Non, nous ne faisons pas de courses de vélo, nous faisons nos courses à vélo... et c'est déjà du sport ! surtout pour Marcus qui tire la charrette. J'avoue que notre première expédition, pour héroïque et couronnée de succès qu'elle fut, n'a pas été renouvelée. Il faut dire que c'était encore les vacances et que nous étions frais comme des chèvres qui ont passé l'été au pâturage. La cariole attelée au vélo de Marcus, les enfants dedans et moi chargée de porter les courses au retour (la maligne). Nous voilà partis de notre Bretenoux pour le magasin bio de Saint-Céré, 9km par la grand'route - mais ceux qui connaissent les penchants (que dis-je, les obessions) écolos de Marcus auront deviné que nous avons emprunté les chemins où les fissures du goudron laissent jaillir les herbes. Et encore, je me suis battue becs et ongles pour éviter la grimpée forcenée par le chemin du château de Castelnau. "Là-haut, sur la montagne"... Bref le contournement de la colline nous a rajouté quelques kilomètres pour en faire une bonne quinzaine (bonne... pour les cuisses). Sur le chemin une buse prend son envol, le porche de la chapelle à Félines annonce "Elle est bonne Marie" entre les vaches placides et le cimetière (placide aussi, évidemment), plus loin un panneau fleuri annonce "ratafia, vin de noix". A Saint-Céré enfin, à la boutique Coloquinte, (tout à notre désir de nous sentir à la campagne, nous n'avons même pas honte de nous présenter tout suant dans un lieu civilisé), Marcus se renseigne sur les mouvements alternatifs locaux et c'est par la sympathique vendeuse que nous apprenons l'existence du Lieu Commun, association dont je reparlerai. Les courses : du sec et du liquide, mais le transport à vélo en pleine chaleur exclut les yaourts, je comprends maintenant pourquoi c'est un produit typiquement occidental : c'est parce qu'il est lié au règne de la voiture ! Mais non, dit Marcus, il suffit de les acheter près de chez nous... Ah ben, comment n'y avons-nous pas pensé plus tôt !

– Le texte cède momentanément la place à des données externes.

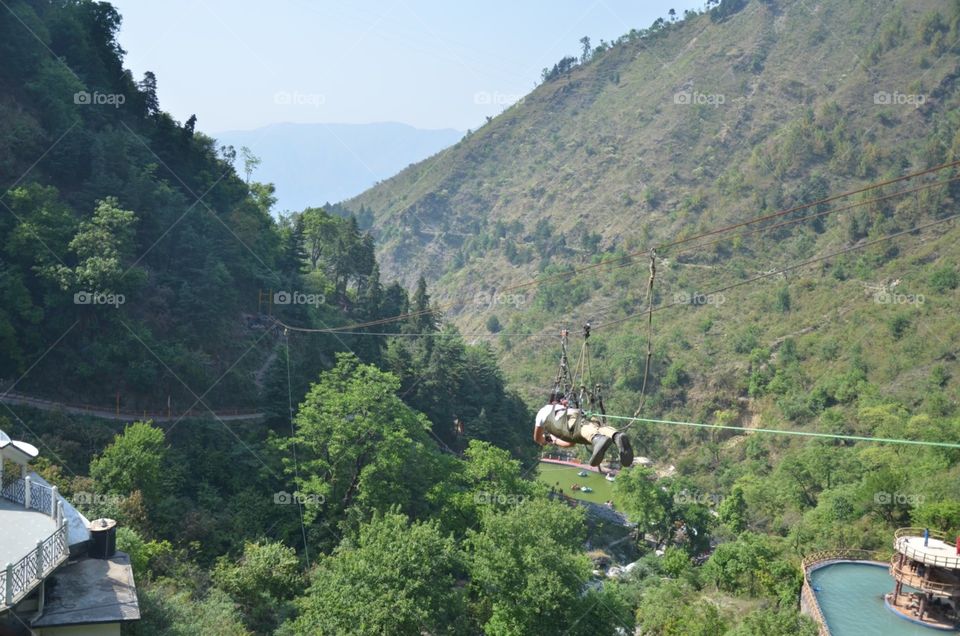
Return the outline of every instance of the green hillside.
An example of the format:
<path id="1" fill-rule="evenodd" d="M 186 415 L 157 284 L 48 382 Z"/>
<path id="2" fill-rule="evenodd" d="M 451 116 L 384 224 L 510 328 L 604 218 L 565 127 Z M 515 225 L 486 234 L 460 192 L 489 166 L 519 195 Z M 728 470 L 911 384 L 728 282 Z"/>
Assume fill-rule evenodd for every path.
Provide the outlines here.
<path id="1" fill-rule="evenodd" d="M 643 253 L 956 161 L 958 38 L 956 2 L 724 2 L 547 71 L 521 103 L 345 206 L 375 215 L 384 271 L 422 271 L 448 318 L 497 343 L 531 405 L 552 386 L 559 330 L 579 349 L 590 320 L 594 380 L 609 412 L 630 415 L 647 349 Z M 916 229 L 960 212 L 956 175 L 658 250 L 644 415 L 960 440 L 960 230 Z M 806 554 L 887 549 L 911 523 L 960 528 L 956 450 L 666 424 L 631 434 L 658 469 L 676 467 L 681 492 L 743 504 L 739 530 L 718 530 L 748 531 L 731 550 L 751 532 Z M 632 518 L 664 536 L 690 523 L 658 497 Z"/>
<path id="2" fill-rule="evenodd" d="M 635 267 L 600 267 L 567 280 L 552 274 L 960 156 L 958 52 L 949 46 L 958 34 L 956 3 L 724 6 L 722 16 L 714 10 L 631 32 L 595 50 L 450 150 L 346 203 L 375 214 L 384 271 L 422 271 L 435 280 L 435 298 L 451 304 L 447 316 L 467 333 L 487 332 L 496 316 L 510 335 L 490 337 L 503 345 L 511 379 L 530 399 L 548 388 L 554 356 L 542 354 L 544 347 L 552 354 L 560 326 L 578 330 L 591 319 L 602 329 L 605 320 L 644 307 L 645 257 Z M 833 207 L 924 183 L 905 181 Z M 821 205 L 787 217 L 823 213 L 812 221 L 664 250 L 656 300 L 915 227 L 950 214 L 957 192 L 954 182 L 835 214 Z M 658 410 L 696 407 L 709 415 L 738 397 L 759 397 L 748 396 L 751 369 L 771 368 L 791 334 L 808 374 L 803 391 L 856 358 L 879 390 L 911 406 L 949 403 L 955 383 L 924 389 L 935 367 L 945 378 L 956 375 L 952 227 L 744 286 L 720 304 L 658 313 L 656 375 L 666 379 L 673 364 L 669 383 L 679 377 L 684 385 L 683 399 L 664 387 Z M 540 278 L 547 280 L 500 293 Z M 926 302 L 872 302 L 883 289 Z M 595 345 L 607 352 L 598 358 L 624 408 L 639 388 L 640 325 L 598 331 Z M 866 342 L 864 327 L 875 331 Z M 750 404 L 753 413 L 761 407 Z"/>

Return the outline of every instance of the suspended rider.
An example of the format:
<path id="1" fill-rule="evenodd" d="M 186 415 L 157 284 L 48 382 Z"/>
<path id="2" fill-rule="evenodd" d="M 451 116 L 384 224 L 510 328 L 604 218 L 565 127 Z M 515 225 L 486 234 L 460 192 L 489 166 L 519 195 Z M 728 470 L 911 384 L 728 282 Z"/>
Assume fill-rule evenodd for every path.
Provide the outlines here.
<path id="1" fill-rule="evenodd" d="M 547 404 L 537 412 L 533 441 L 540 446 L 591 446 L 593 451 L 590 454 L 590 465 L 594 467 L 603 461 L 603 456 L 612 442 L 620 451 L 620 465 L 626 468 L 633 463 L 633 448 L 624 433 L 605 425 L 595 416 L 587 417 L 583 411 L 569 407 L 565 401 Z"/>

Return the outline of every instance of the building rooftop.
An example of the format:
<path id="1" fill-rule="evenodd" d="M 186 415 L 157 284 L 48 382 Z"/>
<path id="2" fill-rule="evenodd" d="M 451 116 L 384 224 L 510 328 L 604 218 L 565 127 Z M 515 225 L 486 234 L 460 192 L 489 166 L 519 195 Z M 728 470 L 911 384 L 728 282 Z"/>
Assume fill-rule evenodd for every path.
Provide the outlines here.
<path id="1" fill-rule="evenodd" d="M 0 566 L 16 563 L 57 529 L 57 522 L 48 514 L 25 510 L 22 504 L 0 497 Z"/>
<path id="2" fill-rule="evenodd" d="M 941 539 L 930 537 L 927 545 L 923 545 L 922 536 L 897 537 L 895 544 L 897 552 L 902 552 L 914 561 L 934 565 L 941 568 L 960 570 L 960 555 L 956 545 L 951 545 Z"/>
<path id="3" fill-rule="evenodd" d="M 129 555 L 84 557 L 68 562 L 51 577 L 43 615 L 31 627 L 91 625 L 140 618 Z"/>

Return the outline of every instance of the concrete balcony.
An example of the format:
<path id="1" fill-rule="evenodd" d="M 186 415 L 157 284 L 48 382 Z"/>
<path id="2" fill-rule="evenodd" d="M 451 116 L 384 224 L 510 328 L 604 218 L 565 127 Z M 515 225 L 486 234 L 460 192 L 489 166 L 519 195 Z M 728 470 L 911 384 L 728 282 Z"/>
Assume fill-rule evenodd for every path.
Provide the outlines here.
<path id="1" fill-rule="evenodd" d="M 14 607 L 70 554 L 67 520 L 55 487 L 30 476 L 0 489 L 0 611 Z"/>

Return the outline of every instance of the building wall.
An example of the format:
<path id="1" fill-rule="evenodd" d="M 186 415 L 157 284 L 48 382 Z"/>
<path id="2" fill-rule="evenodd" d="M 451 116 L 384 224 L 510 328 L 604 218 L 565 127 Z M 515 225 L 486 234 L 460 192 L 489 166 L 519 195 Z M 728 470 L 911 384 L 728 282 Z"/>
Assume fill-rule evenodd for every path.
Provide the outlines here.
<path id="1" fill-rule="evenodd" d="M 120 623 L 41 627 L 35 633 L 37 636 L 120 636 Z"/>

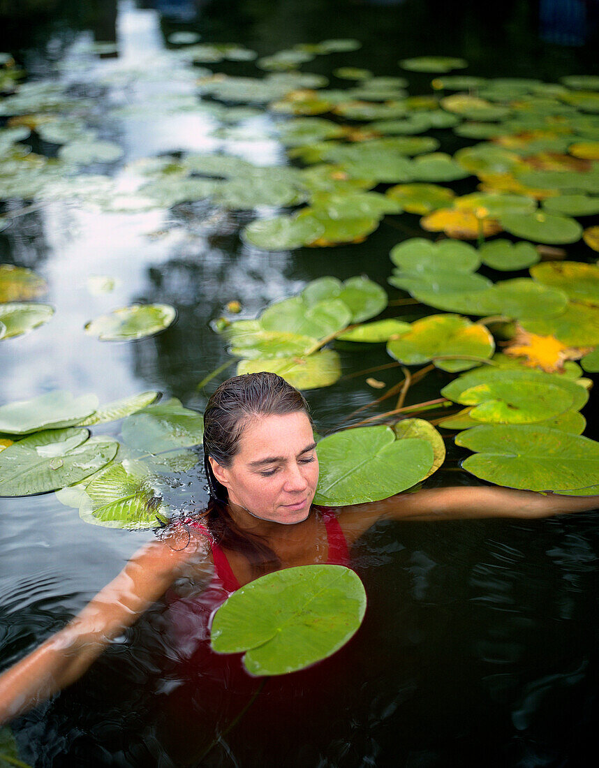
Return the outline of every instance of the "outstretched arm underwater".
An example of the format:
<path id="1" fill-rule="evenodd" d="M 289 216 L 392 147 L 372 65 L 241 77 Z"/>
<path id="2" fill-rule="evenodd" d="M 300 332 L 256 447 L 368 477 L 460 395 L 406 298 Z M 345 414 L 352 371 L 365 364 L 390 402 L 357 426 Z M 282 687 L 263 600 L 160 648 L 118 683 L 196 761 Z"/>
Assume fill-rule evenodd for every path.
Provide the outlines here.
<path id="1" fill-rule="evenodd" d="M 0 725 L 81 677 L 164 594 L 192 556 L 204 555 L 209 568 L 201 539 L 184 548 L 170 540 L 144 547 L 64 629 L 0 675 Z"/>
<path id="2" fill-rule="evenodd" d="M 591 509 L 599 509 L 599 495 L 560 496 L 498 485 L 460 485 L 397 494 L 380 502 L 345 507 L 339 523 L 352 543 L 379 520 L 532 519 Z"/>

Retour par les collines de Belmont-Bretenoux, parce que c'est plus court. En fait la côte est si rude qu'il faut descendre de vélo. Le petit prince s'est endormi dans la cariole, le veinard. Sa grande soeur marche à pied à côté de moi, et une fois qu'on a pris de la hauteur, le paysage vaut vraiment la peine qu'on s'est donnée. A perte de vue des collines boisées en forme de volcans, ou tranchées net par des falaises. La route débouche sur un hameau dont les maisons de vieilles pierres ocres sont magnifiquement restaurées. Et puis c'est le plateau sauvage et verdoyant qui rappelle l'Aubrac, peuplé de belles vaches rousses aux yeux noirs. Après Belmont la route descend en serpent, le petit pirate qui s'est réveillé crie dans le vent "On y va ! On y va !". Pour éviter un nouveau détour, nous prenons (sur mon idée) un chemin de vaches. La bonne idée ! Les gros cailloux sous mes pneus de vélo "de ville" me font penser que ce n'est pas non plus un mode de transport qui privilégie la cuisine aux oeufs !
Quelques jours plus tard, le trajet en vélo au supermarché de Biars que je ne nommerai pas était nettement plus pépère, mais moins joli. Alors le soir, rien que pour le plaisir, nous sommes repartis "sur les chemins... à bicyclette" jusqu'à la fromagerie artisanale de Prudhomat. Les cabécous crémeux y sont sublimes et puis figurez-vous que le couple qui élève les chèvres est très engagé dans le Lieu Commun. Décidément tous les chemins mènent exactement là où on a envie d'aller.